Toneyan, who grew up in Yerevan, Armenia, is currently a researcher in The Roche Postdoctoral Fellowship Programme in Zurich, Switzerland.
She said that the most challenging parts of designing this tool was to focus on the “interesting and impactful experiments and not getting sidetracked by more minor points more likely to lead to a dead end.”
She credits Koo with providing insights into the bigger picture.
New knowledge
Without taking DNA, running samples in a wet lab, or looking at the combination of base pairs that make up a genetic code from a live sample, CREME can serve as a way to uncover new biological knowledge.
CREME interrogates AI models that predict gene expression levels from DNA sequences.
“It essentially replicates biological or genetic experiments in silico through the lens of the model to answer targeted questions about genetic mechanisms,” Toneyan explained. “We mainly focused on analyzing the changes in models outputs depending on various perturbations to the input.”
By using computers, scientists can save considerable time and effort in the lab, enabling those who conduct these experiments to focus on the areas of the genome that are involved in various processes and, when corrupted, diseases.
If scientists conducted these experiments one mutation at a time, even a smaller length sequence would require many experiments to analyze.
The tool Koo and Toneyan created can deduce precise claims of what the model has learned.
CREME perturbs large chunks of input sequence to see how model predictions change.

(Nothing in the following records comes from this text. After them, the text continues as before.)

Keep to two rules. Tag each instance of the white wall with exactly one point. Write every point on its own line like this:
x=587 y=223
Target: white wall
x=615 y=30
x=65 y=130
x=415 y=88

It interrogates the model by measuring how changes in the input affect model outputs.
“We need to interpret AI models to trust their deployment,” Toneyan said. “In the context of biological applications, we are also very interested in why they make a certain prediction so that we learn about the underlying biology.”
Using ineffective and untested predictive models will cause “more harm than good,” added Koo. “You need to interpret [the AI model’s] programs to trust them for their reliable deployment” in the context of genetic studies
Enhancers
Named for Cis Regulatory Element Model Explanations, CREME can find on and off switches near genetic codes called enhancers or silencers, respectively.
It is not clear where these switches are, how many there are per gene and how they interact. CREME can help explore these questions, Toneyan suggested.
Cis regulatory elements are parts of non-coding DNA that regulate the transcription of nearby genes, altering whether these genes manufacture or stop producing proteins.
By combining an AI powered model such as Enformer with CREME, researchers can narrow down the possible list of enhancers that might play an important genetic role.
Additionally, a series of enhancers can sometimes contribute to transcription. A wet lab experiment that only knocked one out might not reveal the potential role of this genetic code if other nearby areas can rescue the genetic behavior.
Ideally, these models would mimic the processes in a cell. At this point, they are still going through improvements and are not in perfect agreement with each other or with live cells, Toneyan added.
Scientists can use the AI model to aid in the search for enhancers, but they can’t blindly trust them because of their black box nature.
Still, tools like CREME help design genetic perturbation experiments for more efficient discovery.
At this point, the program doesn’t have a graphical user interface. Researchers could use python scripts released as packages for different models.
In the longer term, Koo is hoping to build on the work he and Toneyan did to develop CREME.
“This is just opening the initial doors,” he said. “One could do it more efficiently in the future. We’re working on those methods.”
Koo is pleased with the contribution Toneyan made to his lab. The first graduate student who worked with him after he came to Cold Spring Harbor Laboratory, Koo suggested that Toneyan “shaped my lab into what it is.”